- Born: 29 July 1952 Cardiff, Wales
- Died: 30 May 2008 (aged 55) Kings Langley, Hertfordshire, England
- Education: Cardiff High School
- Alma mater: University of St Andrews
- Occupations: Journalist, broadcaster
- Years active: 1977–2008
- Employer(s): BBC, The Sunday Times

= Chris Morgan (journalist) =

British journalist (1952–2008)

Christopher Morgan (29 July 1952 – 30 May 2008) was a Welsh journalist.

Morgan was born in Cardiff and educated at Cardiff High School, and the United World College of the Atlantic in the Vale of Glamorgan. He graduated in 1976 in theology from the University of St Andrews, Scotland.

Morgan began his media career in broadcasting in 1977 in the BBC's religious department.
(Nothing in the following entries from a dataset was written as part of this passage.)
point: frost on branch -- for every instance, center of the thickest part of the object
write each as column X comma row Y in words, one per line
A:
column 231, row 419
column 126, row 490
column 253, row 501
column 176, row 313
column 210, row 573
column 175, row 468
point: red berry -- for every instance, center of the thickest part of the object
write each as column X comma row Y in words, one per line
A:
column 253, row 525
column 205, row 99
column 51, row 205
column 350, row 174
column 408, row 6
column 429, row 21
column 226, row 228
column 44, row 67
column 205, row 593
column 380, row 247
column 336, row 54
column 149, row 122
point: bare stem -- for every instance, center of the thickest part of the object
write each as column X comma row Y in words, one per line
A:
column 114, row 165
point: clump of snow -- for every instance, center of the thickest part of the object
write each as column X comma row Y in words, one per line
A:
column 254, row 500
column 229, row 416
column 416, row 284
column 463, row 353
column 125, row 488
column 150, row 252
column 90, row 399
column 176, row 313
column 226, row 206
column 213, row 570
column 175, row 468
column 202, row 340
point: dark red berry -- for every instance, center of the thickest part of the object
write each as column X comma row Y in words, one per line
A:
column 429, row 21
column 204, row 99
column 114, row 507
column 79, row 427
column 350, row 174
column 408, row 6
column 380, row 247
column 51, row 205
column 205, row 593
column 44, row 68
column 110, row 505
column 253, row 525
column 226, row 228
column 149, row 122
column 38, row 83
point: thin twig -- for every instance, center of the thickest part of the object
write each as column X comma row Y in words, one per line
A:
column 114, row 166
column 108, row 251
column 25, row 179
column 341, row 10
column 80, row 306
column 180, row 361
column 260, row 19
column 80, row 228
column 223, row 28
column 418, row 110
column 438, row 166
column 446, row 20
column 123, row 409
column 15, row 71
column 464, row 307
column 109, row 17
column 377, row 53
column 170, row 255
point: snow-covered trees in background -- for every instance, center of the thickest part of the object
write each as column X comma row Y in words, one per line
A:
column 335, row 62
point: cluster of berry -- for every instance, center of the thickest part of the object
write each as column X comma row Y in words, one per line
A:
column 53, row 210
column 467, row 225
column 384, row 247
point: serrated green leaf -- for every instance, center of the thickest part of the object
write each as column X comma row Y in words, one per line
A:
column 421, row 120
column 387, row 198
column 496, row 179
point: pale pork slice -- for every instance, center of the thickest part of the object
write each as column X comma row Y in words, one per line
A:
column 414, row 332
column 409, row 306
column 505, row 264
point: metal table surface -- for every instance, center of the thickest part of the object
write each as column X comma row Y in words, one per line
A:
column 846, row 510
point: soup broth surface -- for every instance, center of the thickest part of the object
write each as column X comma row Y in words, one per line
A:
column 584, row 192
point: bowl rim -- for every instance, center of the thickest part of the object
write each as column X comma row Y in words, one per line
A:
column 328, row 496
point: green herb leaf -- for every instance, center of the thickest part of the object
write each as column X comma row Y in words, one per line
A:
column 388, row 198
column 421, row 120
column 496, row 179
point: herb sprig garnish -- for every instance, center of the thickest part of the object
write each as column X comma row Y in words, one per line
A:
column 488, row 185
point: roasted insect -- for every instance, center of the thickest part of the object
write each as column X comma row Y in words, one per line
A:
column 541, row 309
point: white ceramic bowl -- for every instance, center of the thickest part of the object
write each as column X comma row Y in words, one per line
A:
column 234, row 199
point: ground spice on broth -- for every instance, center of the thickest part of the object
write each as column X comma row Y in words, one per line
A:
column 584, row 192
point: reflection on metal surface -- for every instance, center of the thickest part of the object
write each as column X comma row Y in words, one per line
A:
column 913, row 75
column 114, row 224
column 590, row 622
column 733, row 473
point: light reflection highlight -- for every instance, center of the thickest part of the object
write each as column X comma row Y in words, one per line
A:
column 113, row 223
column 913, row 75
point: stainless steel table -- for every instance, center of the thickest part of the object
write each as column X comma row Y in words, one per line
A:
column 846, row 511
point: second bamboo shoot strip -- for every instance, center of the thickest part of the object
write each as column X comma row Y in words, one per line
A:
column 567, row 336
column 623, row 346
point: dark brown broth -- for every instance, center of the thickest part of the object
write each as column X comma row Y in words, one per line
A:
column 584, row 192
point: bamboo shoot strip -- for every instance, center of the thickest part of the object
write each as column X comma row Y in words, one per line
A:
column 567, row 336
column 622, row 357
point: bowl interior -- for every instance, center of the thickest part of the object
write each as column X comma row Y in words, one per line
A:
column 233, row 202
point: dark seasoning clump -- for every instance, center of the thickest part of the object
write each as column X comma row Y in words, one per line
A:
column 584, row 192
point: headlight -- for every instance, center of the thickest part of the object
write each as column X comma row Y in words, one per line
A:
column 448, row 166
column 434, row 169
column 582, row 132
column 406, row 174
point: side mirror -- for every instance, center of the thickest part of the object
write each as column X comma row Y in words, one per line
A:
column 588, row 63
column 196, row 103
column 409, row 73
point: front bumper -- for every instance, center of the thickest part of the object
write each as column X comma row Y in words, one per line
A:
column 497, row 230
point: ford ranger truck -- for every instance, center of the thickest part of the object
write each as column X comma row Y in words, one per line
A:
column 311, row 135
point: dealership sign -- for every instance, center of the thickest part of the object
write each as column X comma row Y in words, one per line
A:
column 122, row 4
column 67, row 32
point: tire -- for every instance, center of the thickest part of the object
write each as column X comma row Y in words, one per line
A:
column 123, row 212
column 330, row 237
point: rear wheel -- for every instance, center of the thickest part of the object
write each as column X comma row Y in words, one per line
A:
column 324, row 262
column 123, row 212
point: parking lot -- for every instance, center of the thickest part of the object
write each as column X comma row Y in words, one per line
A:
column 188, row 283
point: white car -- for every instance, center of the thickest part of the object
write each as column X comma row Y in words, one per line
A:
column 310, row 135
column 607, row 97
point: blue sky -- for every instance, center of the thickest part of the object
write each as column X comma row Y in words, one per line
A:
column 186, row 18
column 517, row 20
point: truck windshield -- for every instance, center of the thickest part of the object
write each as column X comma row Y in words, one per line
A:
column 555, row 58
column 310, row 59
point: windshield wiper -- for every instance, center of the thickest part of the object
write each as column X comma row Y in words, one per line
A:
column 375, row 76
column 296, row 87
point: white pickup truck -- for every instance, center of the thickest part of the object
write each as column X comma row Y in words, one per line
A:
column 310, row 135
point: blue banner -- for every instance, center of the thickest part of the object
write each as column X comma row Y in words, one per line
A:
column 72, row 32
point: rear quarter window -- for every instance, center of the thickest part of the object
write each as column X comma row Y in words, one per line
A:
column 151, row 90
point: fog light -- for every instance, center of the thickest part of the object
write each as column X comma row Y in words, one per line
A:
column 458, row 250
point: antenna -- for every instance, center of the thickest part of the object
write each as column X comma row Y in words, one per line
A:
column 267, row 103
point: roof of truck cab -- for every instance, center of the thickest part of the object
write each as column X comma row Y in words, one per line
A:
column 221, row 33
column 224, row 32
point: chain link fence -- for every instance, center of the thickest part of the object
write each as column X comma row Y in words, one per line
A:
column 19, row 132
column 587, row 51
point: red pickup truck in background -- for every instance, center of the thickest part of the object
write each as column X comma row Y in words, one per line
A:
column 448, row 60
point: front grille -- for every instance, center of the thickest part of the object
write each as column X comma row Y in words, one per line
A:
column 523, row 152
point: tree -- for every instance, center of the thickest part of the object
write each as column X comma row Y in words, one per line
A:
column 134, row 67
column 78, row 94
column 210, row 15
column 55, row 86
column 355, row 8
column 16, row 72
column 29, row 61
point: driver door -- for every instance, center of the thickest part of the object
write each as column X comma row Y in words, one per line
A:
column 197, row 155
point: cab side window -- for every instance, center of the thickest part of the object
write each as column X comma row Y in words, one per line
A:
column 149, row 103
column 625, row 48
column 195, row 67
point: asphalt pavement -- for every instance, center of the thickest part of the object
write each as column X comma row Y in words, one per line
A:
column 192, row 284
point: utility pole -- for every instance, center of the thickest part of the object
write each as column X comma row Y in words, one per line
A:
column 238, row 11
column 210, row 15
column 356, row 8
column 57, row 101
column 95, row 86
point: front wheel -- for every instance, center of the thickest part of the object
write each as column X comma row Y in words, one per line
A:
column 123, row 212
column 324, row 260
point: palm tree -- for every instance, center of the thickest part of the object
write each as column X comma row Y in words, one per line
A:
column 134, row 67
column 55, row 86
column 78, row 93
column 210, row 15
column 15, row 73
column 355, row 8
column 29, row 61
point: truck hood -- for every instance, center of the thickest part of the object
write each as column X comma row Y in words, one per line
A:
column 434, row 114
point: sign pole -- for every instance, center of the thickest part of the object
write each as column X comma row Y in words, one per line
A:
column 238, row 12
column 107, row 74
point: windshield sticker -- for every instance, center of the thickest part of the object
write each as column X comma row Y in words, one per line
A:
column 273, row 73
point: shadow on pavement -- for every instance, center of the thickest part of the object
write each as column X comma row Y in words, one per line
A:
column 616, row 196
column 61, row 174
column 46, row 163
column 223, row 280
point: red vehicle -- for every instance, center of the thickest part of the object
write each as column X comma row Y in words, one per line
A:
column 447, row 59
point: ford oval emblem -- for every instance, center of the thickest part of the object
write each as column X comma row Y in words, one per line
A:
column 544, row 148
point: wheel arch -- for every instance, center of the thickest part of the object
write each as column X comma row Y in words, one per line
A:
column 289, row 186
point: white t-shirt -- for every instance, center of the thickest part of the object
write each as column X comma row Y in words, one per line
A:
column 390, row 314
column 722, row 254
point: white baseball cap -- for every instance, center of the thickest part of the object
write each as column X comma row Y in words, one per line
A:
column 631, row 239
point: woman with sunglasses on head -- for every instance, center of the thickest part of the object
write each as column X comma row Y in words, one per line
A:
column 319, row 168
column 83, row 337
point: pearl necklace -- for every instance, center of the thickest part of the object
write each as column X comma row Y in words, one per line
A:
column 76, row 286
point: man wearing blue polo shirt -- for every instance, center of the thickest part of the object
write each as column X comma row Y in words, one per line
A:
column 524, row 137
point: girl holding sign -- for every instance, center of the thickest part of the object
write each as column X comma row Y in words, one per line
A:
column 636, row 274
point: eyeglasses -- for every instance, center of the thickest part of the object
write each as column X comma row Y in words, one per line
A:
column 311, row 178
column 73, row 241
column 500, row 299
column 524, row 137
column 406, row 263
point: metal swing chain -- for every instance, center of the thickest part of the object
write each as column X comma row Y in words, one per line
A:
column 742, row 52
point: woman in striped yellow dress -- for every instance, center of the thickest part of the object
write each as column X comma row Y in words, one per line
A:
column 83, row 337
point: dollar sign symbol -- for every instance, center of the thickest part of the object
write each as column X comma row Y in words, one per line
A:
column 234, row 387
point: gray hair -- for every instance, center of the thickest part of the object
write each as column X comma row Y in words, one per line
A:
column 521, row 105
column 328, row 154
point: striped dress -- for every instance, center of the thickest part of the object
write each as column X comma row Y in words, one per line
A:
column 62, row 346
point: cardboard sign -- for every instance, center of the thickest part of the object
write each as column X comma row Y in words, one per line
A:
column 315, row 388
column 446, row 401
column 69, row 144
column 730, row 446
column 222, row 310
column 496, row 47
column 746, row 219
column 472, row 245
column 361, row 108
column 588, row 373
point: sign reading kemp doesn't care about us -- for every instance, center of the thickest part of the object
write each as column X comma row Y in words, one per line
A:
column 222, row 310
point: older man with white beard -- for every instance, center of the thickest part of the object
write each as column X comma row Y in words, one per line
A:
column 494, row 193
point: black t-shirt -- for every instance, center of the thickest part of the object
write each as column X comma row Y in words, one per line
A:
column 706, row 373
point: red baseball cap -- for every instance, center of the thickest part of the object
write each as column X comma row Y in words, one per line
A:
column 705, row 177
Morgan trained as a journalist from 1978 at BBC Wales, reporting for both BBC Radio Wales and BBC Radio 4, and latterly BBC1. Morgan worked for BBC Wales television, where during the early 1980s he became one of the main presenters on the evening news programme Wales Today.

After leaving BBC Wales, Morgan moved to London in 1990 to work as a reporter for Thames News and TV-am. Between 1990 and 1997, he presented Sunday for Radio 4, and became religious affairs correspondent for The Sunday Times in 1997.

A committed Anglo-Catholic, Morgan was best man at the wedding of Rowan Williams, Archbishop of Canterbury in 1981.

Having suffered from a long period of clinical depression, Morgan killed himself at Kings Langley railway station in Hertfordshire on Friday 30 May 2008. His body was found by British Transport Police, and he was pronounced dead at the scene after an incident involving a Manchester Piccadilly to London Euston train.